Sunday, 19 January 2020

Broken Records

Break ups feel like a broken record

I miss it. I miss all the times we were so madly in love, nothing could tear us apart. Not even the distances. It was us against the problem. It was us, even with no end in sight. We spent most of our time on our phones with each other, not really trying to make it work because it all felt so effortless. I miss that. I miss being in love. I miss the feeling of warmth and love that you get, just by looking at your partner. I miss that.

But here is also why we broke up - I miss being in love. I don't miss being with him. Because being with him also meant being with all the uncertainty, all those feelings of disgust and betrayal every time he would promise something and then not come through. That feeling when he backed out of my graduation, that is what really cemented the fact that I lost all my love and respect for him.

Khair, this is how you know right? Things happen and a relationship either stands the test of time, or it does not. So I don't think I wish for him. I wish for love which can withstand the pressures of time and change.

It is interesting falling out of love. You don't even know it is happening, and then one day something happens that makes you look at the big picture. You start looking at how the relationship had been ebbing away, eroding at the edges with every false promise made; with every lack of effort; with the constant desire to be in a place where we can't be; to be promised support that never comes through; to just not hold weight to your own word; to feel disrespected and hurt every time he made an excuse for why he did not come through - everything anything, all pointing towards how we just shouldn't be together.

Break-ups suck. Break-ups sound like a broken record. But even broken records played so beautifully once. And that is what you miss right? The times when it played so beautifully, so effortlessly to the rhythms so naturally ingrained within it.
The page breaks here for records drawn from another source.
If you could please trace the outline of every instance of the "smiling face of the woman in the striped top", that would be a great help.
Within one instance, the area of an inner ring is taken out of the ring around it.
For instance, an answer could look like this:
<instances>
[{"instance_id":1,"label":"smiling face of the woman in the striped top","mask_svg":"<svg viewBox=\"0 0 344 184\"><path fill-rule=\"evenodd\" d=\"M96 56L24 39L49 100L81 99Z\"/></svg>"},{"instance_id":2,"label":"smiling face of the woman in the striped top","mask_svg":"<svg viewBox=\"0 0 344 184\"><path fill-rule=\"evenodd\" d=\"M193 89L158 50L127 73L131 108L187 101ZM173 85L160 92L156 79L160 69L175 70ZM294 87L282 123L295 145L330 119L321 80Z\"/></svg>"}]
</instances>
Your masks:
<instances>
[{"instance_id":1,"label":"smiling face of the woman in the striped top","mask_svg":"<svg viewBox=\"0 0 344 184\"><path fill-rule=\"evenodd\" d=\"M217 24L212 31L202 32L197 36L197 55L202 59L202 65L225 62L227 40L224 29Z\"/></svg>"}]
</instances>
Maybe the anger will also go away with time. The anger at him, at how I wished he made a little more of an effort, that he was a little braver, more maturer to stick it out till the end. But I know that anger will dissipate with reason - knowing all too well that maybe the circumstances just weren't optimum from the beginning, that we just were not meant to stay together beyond the time that we were. Differences in our personalities, in our approaches to life and the effect we had on each other.

It was good until it wasn't.

I miss us talking for hours, not knowing where the time went. I miss hearing his voice so that it brings me comfort and joy. I miss all the times we laughed and joked around, and how he made fun of me, and how I could be dramatic, and how just gave me so many virtual kissies, he would just tell me that he loved me. I miss him telling me that he loved me so much, and I miss loving him more than anyone I have ever loved. I miss trusting him; I miss feeling like he has got my back; I miss just being with him. I miss those moments of connection, those minutes we spent looking in each other's eyes with love so pure, so unbothered by everything that was to follow.

Break-ups are like broken records. And I miss loving him. Break-ups are bittersweet.